Catherine: My latest is called ‘The Demons of Cambian Street’ and has just been published by Etopia Press. The inspiration came from a distinctly creepy and pitch-dark walk-in cupboard on the top landing of our haunted home. It’s so dark in there— and so rambling—that you can’t see how far it extends. The building used to be two or three dwellings way back in its 250 year history. It doesn’t take much imagination to start seeing all sorts of strange things as you peer through the old wooden door…
Sometimes evil wears a beautiful face...
After her illness, the quiet backwater of Priory St Michael seemed the ideal place for Stella to recuperate. But in the peaceful little town, something evil is slumbering, waiting for its chance to possess what it desires. When Stella and her husband move into the long-empty apartment, they're unaware of what exists in the cupboard upstairs, the entrance to an evil that will threaten both their lives.
The soft aroma of Badedas bath oil pervaded the air and relaxed her senses as Stella Irwin lay back in the fragrant bubbles. Then she was drifting, the warm water bathing and soothing her, dissolving her fears. She could almost believe there was nothing wrong. That she had imagined it all. Then, without warning, came a thunderous crash.
Her eyes snapped open. She jerked upright, splashing water onto the floor. “What the hell was that?” She scrambled to her feet. She was out of the bath and wrapped in her toweling robe in less than a minute. Panting, she opened the bathroom door a crack.
Outside, the hall light was still on, just as she had left it, reflecting off the walls, freshly painted in a creamy off-white. Her gaze took in the empty landing before settling on the old wooden door to her right. Staring at it, her heart beat faster and a corkscrew of panic twisted in her gut. The bolt was drawn back. Again. She wasn’t imagining it. She’d prayed she was wrong. She sought the only possible explanation, calling her husband’s name. “Paul, is that you?”
She listened but heard nothing. Summoning all the courage she could find, she crept into the hall, lifted the ancient latch, and cracked the closet door open to peek into the darkness. It creaked. She slammed the door shut, bolting it tightly, as she’d done twice before. Sprinting across the landing, she called again, “Paul? Are you down there?” Silence.
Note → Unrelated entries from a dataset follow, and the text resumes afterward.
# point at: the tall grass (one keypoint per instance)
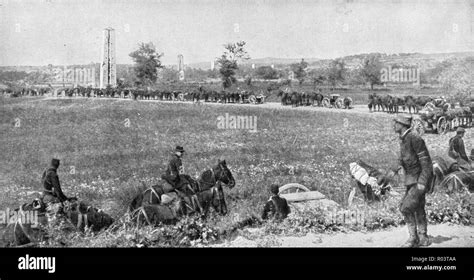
(110, 149)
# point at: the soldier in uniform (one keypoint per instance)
(52, 192)
(457, 150)
(174, 169)
(53, 196)
(276, 207)
(416, 162)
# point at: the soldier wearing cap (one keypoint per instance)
(416, 162)
(276, 207)
(457, 150)
(52, 192)
(174, 169)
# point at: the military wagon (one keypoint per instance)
(441, 121)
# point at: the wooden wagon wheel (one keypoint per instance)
(429, 106)
(418, 126)
(442, 125)
(252, 99)
(293, 188)
(326, 102)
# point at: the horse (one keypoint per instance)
(410, 104)
(375, 101)
(459, 180)
(285, 97)
(188, 187)
(178, 207)
(443, 166)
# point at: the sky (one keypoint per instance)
(65, 32)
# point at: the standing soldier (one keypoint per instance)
(276, 207)
(457, 150)
(416, 162)
(174, 169)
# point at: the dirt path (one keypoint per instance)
(442, 235)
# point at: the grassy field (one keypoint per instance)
(109, 146)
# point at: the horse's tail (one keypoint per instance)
(454, 181)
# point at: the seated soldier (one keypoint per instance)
(52, 192)
(174, 174)
(53, 196)
(276, 207)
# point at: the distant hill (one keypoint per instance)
(424, 61)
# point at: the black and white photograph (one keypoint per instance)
(230, 124)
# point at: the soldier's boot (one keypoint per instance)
(413, 239)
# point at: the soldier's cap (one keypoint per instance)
(403, 119)
(179, 149)
(275, 188)
(460, 130)
(55, 162)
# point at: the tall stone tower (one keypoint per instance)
(181, 67)
(108, 68)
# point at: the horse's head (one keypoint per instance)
(225, 176)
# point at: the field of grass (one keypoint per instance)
(107, 147)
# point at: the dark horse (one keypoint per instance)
(191, 192)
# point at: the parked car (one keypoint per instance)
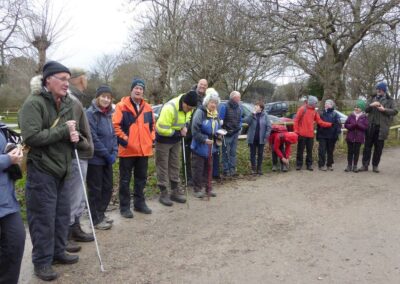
(247, 109)
(342, 116)
(276, 108)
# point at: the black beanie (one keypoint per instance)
(103, 89)
(191, 98)
(137, 82)
(53, 67)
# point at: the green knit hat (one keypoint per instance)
(360, 104)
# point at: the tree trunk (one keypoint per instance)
(331, 71)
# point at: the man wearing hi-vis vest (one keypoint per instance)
(133, 122)
(170, 128)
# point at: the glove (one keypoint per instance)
(111, 159)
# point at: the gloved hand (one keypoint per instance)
(111, 159)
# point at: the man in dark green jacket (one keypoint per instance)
(380, 111)
(48, 129)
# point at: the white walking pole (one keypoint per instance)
(90, 215)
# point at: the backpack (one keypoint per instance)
(13, 138)
(11, 135)
(278, 128)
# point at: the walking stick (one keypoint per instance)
(87, 204)
(185, 170)
(209, 171)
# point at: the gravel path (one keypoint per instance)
(299, 227)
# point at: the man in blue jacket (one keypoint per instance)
(231, 116)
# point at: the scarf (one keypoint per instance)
(358, 115)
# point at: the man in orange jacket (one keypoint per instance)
(134, 124)
(304, 126)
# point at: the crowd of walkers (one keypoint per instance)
(69, 146)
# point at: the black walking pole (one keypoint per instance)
(185, 170)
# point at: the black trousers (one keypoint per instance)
(256, 155)
(326, 148)
(304, 143)
(139, 166)
(372, 140)
(99, 181)
(216, 162)
(48, 212)
(353, 152)
(200, 166)
(188, 153)
(275, 156)
(12, 242)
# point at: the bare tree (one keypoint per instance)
(391, 64)
(11, 14)
(43, 28)
(105, 66)
(319, 35)
(161, 37)
(365, 68)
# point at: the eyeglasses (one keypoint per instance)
(63, 79)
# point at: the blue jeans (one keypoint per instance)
(48, 212)
(73, 185)
(229, 154)
(216, 162)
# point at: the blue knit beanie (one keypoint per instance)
(382, 86)
(312, 101)
(137, 82)
(103, 89)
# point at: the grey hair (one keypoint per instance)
(234, 94)
(211, 95)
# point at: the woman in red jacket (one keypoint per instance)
(304, 126)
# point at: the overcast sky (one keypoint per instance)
(96, 27)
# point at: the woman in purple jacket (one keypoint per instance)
(356, 124)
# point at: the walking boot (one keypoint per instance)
(363, 168)
(198, 194)
(164, 197)
(177, 194)
(71, 245)
(126, 214)
(77, 234)
(45, 273)
(103, 225)
(65, 258)
(211, 193)
(141, 207)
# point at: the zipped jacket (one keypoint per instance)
(304, 121)
(134, 128)
(171, 120)
(104, 139)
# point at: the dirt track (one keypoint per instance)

Clutching the banister, she made her way down carpeted stairs into the kitchen. She flicked the switch. The fluorescent light shuddered into life, illuminating the newly fitted pine units and gleaming stove. The aroma of boeuf bourguignon emanated from the oven. But Paul wasn’t there or in the living room.
Catherine's blog is here
The Demons of Cambian Street is available from:
Barnes and Noble and other online booksellers.
Thank you again for interviewing me, Sue. I enjoyed it! Good luck with ‘Hewhay Hall’. It sounds just my sort of book and I shall look forward to reading it.